Sanmi Koyejo is an Assistant Professor in the Department of Computer Science at Stanford University and a co-founder of Virtue AI. At Stanford, Koyejo leads the Stanford Trustworthy Artificial Intelligence (STAIR) Lab, which works to develop the principles and practice of trustworthy AI, with a focus on applications in science and healthcare. Koyejo has received several awards, including the Skip Ellis Early Career Award, the Presidential Early Career Award for Scientists and Engineers (PECASE), a Sloan Fellowship, a Terman Faculty Fellowship, an NSF CAREER Award, a Kavli Fellowship, and an IJCAI Early Career Spotlight.
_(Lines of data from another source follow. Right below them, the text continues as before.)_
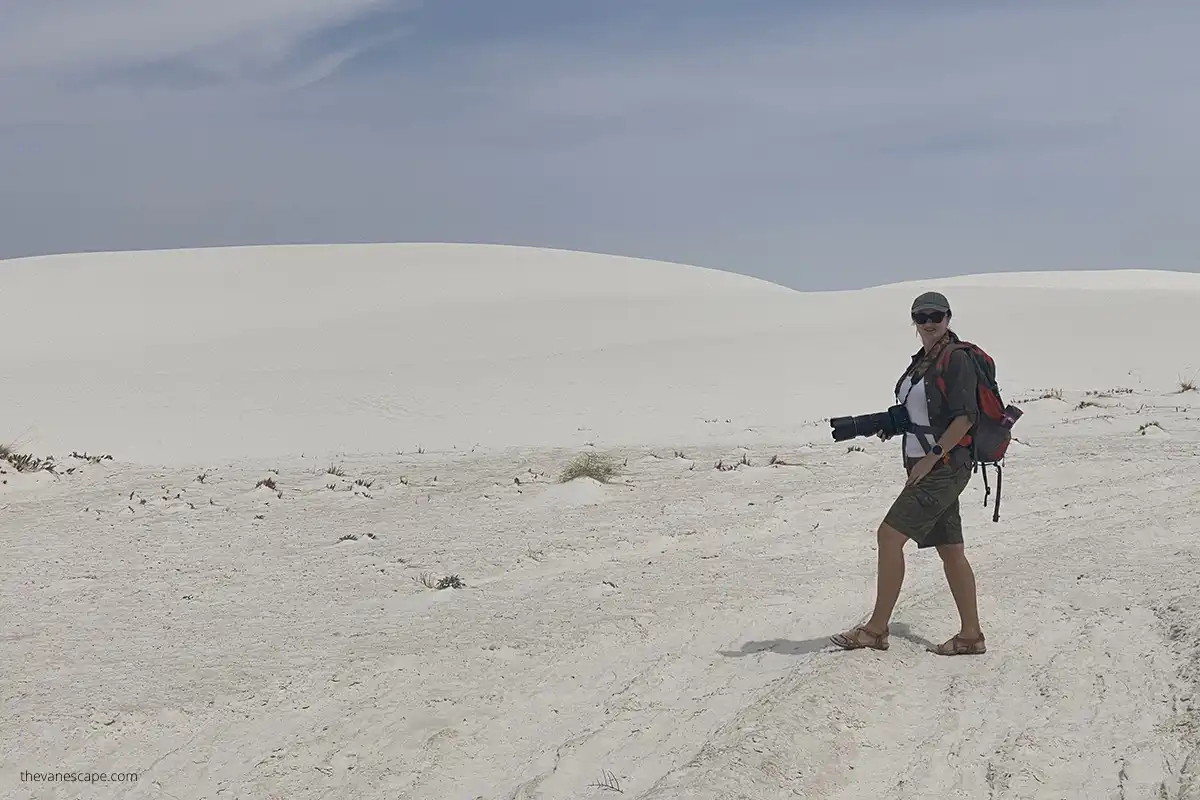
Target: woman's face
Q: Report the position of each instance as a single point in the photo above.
(931, 324)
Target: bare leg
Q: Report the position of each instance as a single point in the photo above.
(891, 576)
(961, 579)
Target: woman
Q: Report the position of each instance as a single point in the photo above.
(927, 510)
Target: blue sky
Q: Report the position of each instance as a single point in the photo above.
(822, 145)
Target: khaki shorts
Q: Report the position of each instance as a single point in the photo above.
(928, 512)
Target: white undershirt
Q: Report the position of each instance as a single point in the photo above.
(918, 410)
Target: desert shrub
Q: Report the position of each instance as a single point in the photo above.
(599, 468)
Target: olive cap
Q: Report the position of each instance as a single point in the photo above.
(931, 301)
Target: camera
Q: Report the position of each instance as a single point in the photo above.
(892, 422)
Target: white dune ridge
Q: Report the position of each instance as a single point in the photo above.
(306, 440)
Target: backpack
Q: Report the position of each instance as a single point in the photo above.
(993, 432)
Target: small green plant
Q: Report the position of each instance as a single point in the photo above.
(29, 463)
(90, 458)
(447, 582)
(609, 781)
(593, 465)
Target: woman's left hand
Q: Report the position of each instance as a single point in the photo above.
(922, 468)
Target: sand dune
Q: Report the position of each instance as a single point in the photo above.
(306, 441)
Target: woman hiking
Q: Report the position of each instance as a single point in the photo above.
(927, 509)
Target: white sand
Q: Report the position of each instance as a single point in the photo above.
(669, 627)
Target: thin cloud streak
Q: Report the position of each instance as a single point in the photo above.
(820, 150)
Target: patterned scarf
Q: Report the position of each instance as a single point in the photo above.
(931, 355)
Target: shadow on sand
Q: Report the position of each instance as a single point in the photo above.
(792, 648)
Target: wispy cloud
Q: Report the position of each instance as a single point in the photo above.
(229, 37)
(819, 144)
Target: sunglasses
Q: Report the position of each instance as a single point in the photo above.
(935, 317)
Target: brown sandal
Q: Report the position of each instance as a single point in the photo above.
(960, 645)
(852, 641)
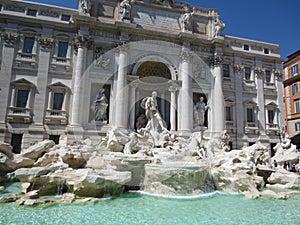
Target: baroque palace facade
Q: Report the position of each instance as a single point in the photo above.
(72, 74)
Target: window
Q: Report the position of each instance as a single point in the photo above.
(295, 88)
(268, 76)
(16, 143)
(294, 70)
(62, 49)
(226, 70)
(297, 106)
(54, 138)
(31, 12)
(65, 17)
(22, 97)
(247, 73)
(271, 116)
(297, 126)
(266, 51)
(250, 115)
(58, 99)
(228, 113)
(28, 45)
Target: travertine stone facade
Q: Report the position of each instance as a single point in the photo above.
(292, 96)
(55, 62)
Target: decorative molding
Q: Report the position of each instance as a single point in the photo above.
(217, 60)
(10, 39)
(46, 43)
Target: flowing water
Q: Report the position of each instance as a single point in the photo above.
(139, 208)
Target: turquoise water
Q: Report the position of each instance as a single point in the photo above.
(136, 208)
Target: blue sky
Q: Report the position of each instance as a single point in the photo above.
(262, 20)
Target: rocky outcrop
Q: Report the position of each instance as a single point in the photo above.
(88, 182)
(37, 150)
(178, 179)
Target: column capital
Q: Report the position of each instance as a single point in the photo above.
(10, 39)
(81, 41)
(238, 68)
(259, 72)
(216, 60)
(174, 86)
(46, 44)
(186, 55)
(278, 75)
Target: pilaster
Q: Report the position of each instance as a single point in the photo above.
(186, 117)
(121, 112)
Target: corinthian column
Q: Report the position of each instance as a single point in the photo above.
(218, 109)
(121, 109)
(80, 44)
(186, 116)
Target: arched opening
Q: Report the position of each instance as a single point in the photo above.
(153, 72)
(153, 76)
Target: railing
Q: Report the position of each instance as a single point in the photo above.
(61, 60)
(19, 111)
(26, 56)
(52, 113)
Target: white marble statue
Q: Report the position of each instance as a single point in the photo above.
(125, 7)
(225, 138)
(199, 112)
(84, 5)
(187, 22)
(101, 105)
(219, 26)
(155, 121)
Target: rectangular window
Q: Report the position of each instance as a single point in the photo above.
(246, 47)
(268, 76)
(228, 113)
(266, 51)
(58, 100)
(297, 106)
(226, 71)
(250, 115)
(297, 126)
(247, 73)
(16, 143)
(28, 45)
(54, 138)
(62, 49)
(295, 88)
(65, 17)
(31, 12)
(22, 97)
(294, 70)
(271, 116)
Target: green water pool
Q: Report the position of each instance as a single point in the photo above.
(137, 208)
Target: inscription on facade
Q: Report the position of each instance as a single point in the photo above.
(157, 18)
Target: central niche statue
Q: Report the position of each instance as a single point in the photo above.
(199, 112)
(155, 125)
(101, 104)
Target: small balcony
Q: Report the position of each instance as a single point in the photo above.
(19, 115)
(26, 59)
(251, 128)
(272, 129)
(58, 117)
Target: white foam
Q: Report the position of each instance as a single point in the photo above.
(206, 195)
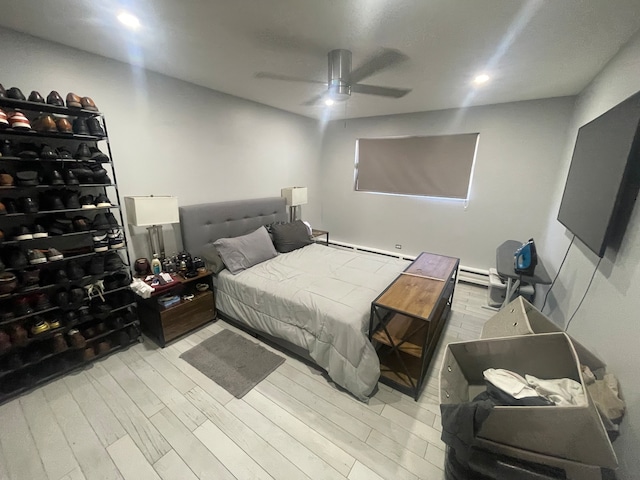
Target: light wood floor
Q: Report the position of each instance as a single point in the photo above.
(146, 414)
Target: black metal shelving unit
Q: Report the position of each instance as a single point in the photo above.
(28, 363)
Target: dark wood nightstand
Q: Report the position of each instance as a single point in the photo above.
(166, 324)
(319, 233)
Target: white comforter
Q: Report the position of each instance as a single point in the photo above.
(318, 298)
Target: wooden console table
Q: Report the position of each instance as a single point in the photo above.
(407, 319)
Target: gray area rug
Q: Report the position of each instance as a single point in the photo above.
(233, 362)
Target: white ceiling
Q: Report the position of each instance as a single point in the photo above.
(531, 48)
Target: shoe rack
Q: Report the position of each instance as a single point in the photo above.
(65, 299)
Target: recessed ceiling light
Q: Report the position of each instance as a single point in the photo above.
(480, 79)
(129, 20)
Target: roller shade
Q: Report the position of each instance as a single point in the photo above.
(435, 166)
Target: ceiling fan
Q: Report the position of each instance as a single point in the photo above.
(342, 81)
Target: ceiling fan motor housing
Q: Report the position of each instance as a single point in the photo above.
(339, 71)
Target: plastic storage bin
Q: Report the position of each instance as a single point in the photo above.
(572, 434)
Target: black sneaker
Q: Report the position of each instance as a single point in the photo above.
(102, 201)
(39, 231)
(83, 152)
(113, 262)
(116, 239)
(111, 219)
(22, 232)
(36, 257)
(74, 271)
(96, 265)
(71, 200)
(94, 127)
(80, 126)
(54, 178)
(98, 156)
(27, 205)
(100, 241)
(87, 201)
(81, 224)
(100, 222)
(70, 178)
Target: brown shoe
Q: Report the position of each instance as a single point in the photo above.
(87, 104)
(45, 123)
(73, 101)
(54, 98)
(64, 126)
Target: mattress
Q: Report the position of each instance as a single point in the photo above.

Koyejo serves on the Neural Information Processing Systems Foundation Board, the Association for Health Learning and Inference Board, and as President of the Black in AI Board.

Bo Han

Bo Han is currently an Associate Professor in Machine Learning and the Director of the Trustworthy Machine Learning and Reasoning Group at Hong Kong Baptist University, and a BAIHO Visiting Scientist of the Imperfect Information Learning Team at the RIKEN Center for Advanced Intelligence Project (RIKEN AIP). His research focuses on trustworthy machine learning. He has received multiple paper awards, including the Outstanding Paper Award at NeurIPS, the Most Influential Paper Award at NeurIPS, and the Outstanding Student Paper Award at a NeurIPS Workshop. He is also a recipient of the RGC Early CAREER Scheme, IEEE AI's 10 to Watch Award, IJCAI Early Career Spotlight, INNS Aharon Katzir Young Investigator Award, RIKEN BAIHO Award, Dean's Award for Outstanding Achievement, and the Microsoft Research StarTrack Scholars Program.